I told him, ‘I learned from the best. I learned from you.’ I am so humbled to have followed in his footsteps as a secretary of DCNR from Northeast Pennsylvania and to have shared his love of the outdoors, the forests, fields, and streams.
I am so proud to have been able to call Pat a friend and mentor, and I will miss him until the end of my days."
Former DCNR Secretary Rick Allan
“He was, still right up to the end, always working on things, but with this pandemic, he missed most what he really enjoyed doing, and that was interacting with people. He had to be cautious because of his concern for his wife, Marie, but he never wanted to step aside from being involved. For more than 30 years he had been my mentor and a fabulous friend.

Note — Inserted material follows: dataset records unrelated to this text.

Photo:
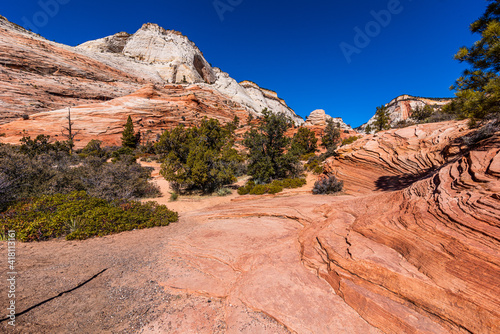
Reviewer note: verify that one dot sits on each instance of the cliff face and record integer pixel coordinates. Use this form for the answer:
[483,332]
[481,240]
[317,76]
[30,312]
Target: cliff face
[319,118]
[400,108]
[40,76]
[169,57]
[419,255]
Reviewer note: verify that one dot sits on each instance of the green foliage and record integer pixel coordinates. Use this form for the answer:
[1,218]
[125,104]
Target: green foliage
[478,90]
[304,142]
[381,119]
[245,190]
[349,140]
[199,158]
[174,196]
[130,139]
[259,189]
[25,175]
[93,149]
[328,185]
[271,188]
[267,145]
[80,216]
[224,192]
[331,138]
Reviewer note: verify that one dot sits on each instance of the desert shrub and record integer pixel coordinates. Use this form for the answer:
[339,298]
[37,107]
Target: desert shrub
[51,173]
[304,142]
[267,144]
[80,216]
[259,189]
[245,190]
[93,149]
[199,158]
[224,192]
[274,187]
[328,185]
[330,138]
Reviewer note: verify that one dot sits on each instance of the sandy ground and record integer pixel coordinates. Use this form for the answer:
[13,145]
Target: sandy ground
[143,282]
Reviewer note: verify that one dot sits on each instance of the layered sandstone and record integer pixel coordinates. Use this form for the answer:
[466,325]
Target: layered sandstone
[40,76]
[319,118]
[400,109]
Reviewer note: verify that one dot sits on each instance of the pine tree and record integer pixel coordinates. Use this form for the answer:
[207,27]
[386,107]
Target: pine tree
[331,137]
[478,90]
[381,119]
[129,137]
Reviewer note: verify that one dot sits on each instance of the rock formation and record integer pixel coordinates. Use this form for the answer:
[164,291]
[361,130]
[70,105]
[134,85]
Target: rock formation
[319,117]
[400,108]
[41,76]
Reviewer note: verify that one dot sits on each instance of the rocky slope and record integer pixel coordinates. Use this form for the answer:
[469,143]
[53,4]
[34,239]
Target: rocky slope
[422,256]
[400,108]
[411,246]
[40,76]
[169,57]
[152,109]
[319,118]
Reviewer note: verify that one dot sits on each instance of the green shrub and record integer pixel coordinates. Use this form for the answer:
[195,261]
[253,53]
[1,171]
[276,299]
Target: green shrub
[80,216]
[224,192]
[174,196]
[328,185]
[199,158]
[274,188]
[259,189]
[267,144]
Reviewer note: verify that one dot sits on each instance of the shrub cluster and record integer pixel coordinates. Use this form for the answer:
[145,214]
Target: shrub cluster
[272,188]
[80,216]
[314,165]
[199,158]
[27,172]
[328,185]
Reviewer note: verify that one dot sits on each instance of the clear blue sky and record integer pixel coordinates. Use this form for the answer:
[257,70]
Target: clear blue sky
[292,47]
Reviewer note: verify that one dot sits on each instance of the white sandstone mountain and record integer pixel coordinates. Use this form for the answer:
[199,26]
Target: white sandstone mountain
[166,56]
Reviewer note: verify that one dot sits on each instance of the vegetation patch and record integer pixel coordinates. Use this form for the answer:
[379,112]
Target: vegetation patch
[328,185]
[78,216]
[274,187]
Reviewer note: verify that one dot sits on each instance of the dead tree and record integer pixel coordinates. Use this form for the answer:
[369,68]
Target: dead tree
[70,134]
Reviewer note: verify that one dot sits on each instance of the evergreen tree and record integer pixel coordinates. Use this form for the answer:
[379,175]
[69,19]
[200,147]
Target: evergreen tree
[129,137]
[304,142]
[381,119]
[478,90]
[267,145]
[199,158]
[331,138]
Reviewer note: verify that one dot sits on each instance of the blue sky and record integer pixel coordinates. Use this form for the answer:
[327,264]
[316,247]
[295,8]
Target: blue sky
[292,47]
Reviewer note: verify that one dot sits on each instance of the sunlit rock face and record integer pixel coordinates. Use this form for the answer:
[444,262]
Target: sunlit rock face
[400,109]
[319,118]
[41,75]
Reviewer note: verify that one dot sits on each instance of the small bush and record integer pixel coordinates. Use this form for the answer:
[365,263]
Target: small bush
[328,185]
[259,189]
[78,216]
[274,188]
[224,192]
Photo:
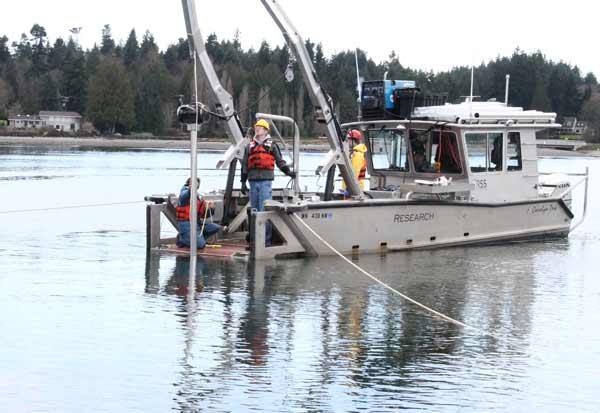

We did so many good things up there (in Northeast Pa.). Pat’s duty to the state always came first, or maybe second, only to his wife, Marie, but family and service were so important to him. It did not matter who you were, he always would listen to you.”
Former DCNR Secretary John C. Oliver
“Pat and I went back over 40 years and he always had probably one of the best political minds I ever met. That proved invaluable in DCNRs’ earlier life when he often would consult with and advise me and DEP Secretary Jim Seif.
He provided just a great insight on the way to get things done in the political world in which we live. He was such a great supporter of our state, especially our state parks and state forests and especially in the Northeast.
He could work both sides of the aisle so well and smoothed over many an issue for the department. As they so often say, Pat was indeed Pennsylvania’s 51st state senator for life. He was just held in such high respect and I am so sorry to see him go.”
Gretchen A. Leslie, Senior Adviser, Office of the Secretary
“I met Pat when I first started my career with DER in 1993. He showed such kindness and support for someone just beginning in public service.
But that was who Pat was, no matter what your title, or who you knew, he had time for you. I am grateful for the guidance and support he showed me and countless others over his long and remarkable career.”